When hedebo was replaced in the late 19th century by more modern styles, peasants sold their embroidery in Copenhagen for substantial sums. Many items were nevertheless passed down as families appreciated the value of the embroidery. Recognized by the Danish Folk Museum as a national treasure in the 1870s, many Zealand museums now have substantial collections of hedebo items.

==Stitching styles==
Hedebo styles have developed over the years, first by the farming women and later by embroidery experts living in the more wealthy areas of Copenhagen. The earlier styles (1700–1870), known as Hedebosyning (Hedebo sewing), consisted of white linen work for creating articles for private use. They can be classified under seven distinct styles.

===Counted thread work===
Known in Danish as tællesyning, with its geometric patterns, it is a style common throughout Denmark and the rest of Europe. Nevertheless, the number of finely stitched hedebo articles is particularly high. Designs can be based on triangles, trees, animals and human figures. The style is used for shirts, bed linen and handkerchiefs.

===Drawn thread work===
Drawn thread work or dragværk, another whitework technique, dates from the second half of the 18th century. Employing the warp and weft approach, white thread is drawn across the width of the white linen before figures such as animals are sewn in. The embroidery follows the length and intersections of the fabric. The remaining threads can be decorated in different designs with buttonhole stitches.

===Square cutwork===
Square cutwork or rudesyning was used until the end of the 19th century for monograms and for decorating towels. From the ground material, squares are cut out, leaving some threads between the squares. A darning stitch can then be used to fill them in, creating patterns of animals, human figures, plants and trees.

===Hvidsøm===
The hvidsøm whitework technique combines drawn thread and cutwork. A type of embroidered lace, it consists of two rows of chain stitches around the main motif. It was used for both clothing and household items such as pillow cases and towels. It was also used by middle class women for tea cosies and table cloths until the mid-20th century. Motifs include flowers, hearts, leaves and animals.

===Baldyring===
Combining the drawn thread and counted thread techniques, baldyring is based on reticella needlework.

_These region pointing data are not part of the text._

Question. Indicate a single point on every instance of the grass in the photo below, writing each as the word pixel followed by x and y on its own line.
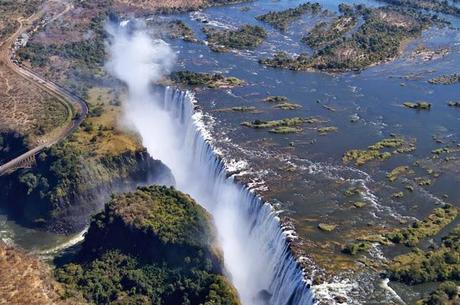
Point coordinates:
pixel 429 227
pixel 378 151
pixel 418 105
pixel 282 19
pixel 245 37
pixel 100 133
pixel 291 122
pixel 397 172
pixel 285 130
pixel 210 80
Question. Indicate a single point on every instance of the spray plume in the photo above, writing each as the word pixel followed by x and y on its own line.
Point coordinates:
pixel 257 257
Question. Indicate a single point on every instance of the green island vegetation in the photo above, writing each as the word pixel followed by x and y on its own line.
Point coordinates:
pixel 285 130
pixel 281 102
pixel 379 38
pixel 72 177
pixel 359 204
pixel 418 105
pixel 397 195
pixel 210 80
pixel 423 181
pixel 429 227
pixel 377 151
pixel 410 236
pixel 245 37
pixel 171 258
pixel 328 129
pixel 327 227
pixel 327 32
pixel 440 263
pixel 398 172
pixel 239 109
pixel 277 124
pixel 445 294
pixel 287 106
pixel 445 79
pixel 177 29
pixel 282 19
pixel 438 6
pixel 276 99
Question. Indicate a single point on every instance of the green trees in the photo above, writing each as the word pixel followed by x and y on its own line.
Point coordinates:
pixel 152 246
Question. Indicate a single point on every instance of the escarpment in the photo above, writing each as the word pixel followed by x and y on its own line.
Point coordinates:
pixel 152 246
pixel 67 186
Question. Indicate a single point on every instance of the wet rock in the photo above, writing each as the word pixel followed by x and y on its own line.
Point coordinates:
pixel 340 299
pixel 327 227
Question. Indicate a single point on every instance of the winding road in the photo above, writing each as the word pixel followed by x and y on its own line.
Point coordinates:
pixel 52 88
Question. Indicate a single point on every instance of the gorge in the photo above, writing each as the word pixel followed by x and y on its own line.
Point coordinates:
pixel 257 256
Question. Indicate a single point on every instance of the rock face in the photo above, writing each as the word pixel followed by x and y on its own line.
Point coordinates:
pixel 66 188
pixel 26 280
pixel 152 246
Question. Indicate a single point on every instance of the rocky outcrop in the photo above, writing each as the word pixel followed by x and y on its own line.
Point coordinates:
pixel 26 280
pixel 66 187
pixel 152 246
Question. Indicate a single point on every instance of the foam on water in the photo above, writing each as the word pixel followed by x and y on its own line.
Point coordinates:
pixel 257 255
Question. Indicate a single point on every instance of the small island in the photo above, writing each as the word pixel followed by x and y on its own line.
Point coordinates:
pixel 245 37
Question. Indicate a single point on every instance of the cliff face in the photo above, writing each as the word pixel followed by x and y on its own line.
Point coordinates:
pixel 66 187
pixel 151 246
pixel 26 280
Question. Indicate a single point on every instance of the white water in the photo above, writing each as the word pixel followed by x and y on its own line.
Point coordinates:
pixel 256 253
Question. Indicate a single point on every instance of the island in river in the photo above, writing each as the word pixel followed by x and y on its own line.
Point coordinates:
pixel 337 114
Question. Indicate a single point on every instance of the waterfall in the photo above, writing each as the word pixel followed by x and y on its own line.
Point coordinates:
pixel 256 253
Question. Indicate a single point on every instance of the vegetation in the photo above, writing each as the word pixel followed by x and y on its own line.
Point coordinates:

It was used for pillow cases, men's shirts, women's shifts as well as for towels and sheets. Its use extended to the whole of Denmark by the end of the 19th century. It also became fashionable among urban women until about 1920.

===Hedebo needle lace===
Udklipshedebo or Hedebo needle lace, is often considered a freestyle combination of cut work and embroidered lace techniques. It also incorporated button stitch and scallop stitch. Patterns are filled with curves, points and wheels or rings, often surrounded by leaves. It was used for costumes, small cloths and collars. It could be found in homes throughout Denmark for serviettes, tea cosies and decorated collars for women.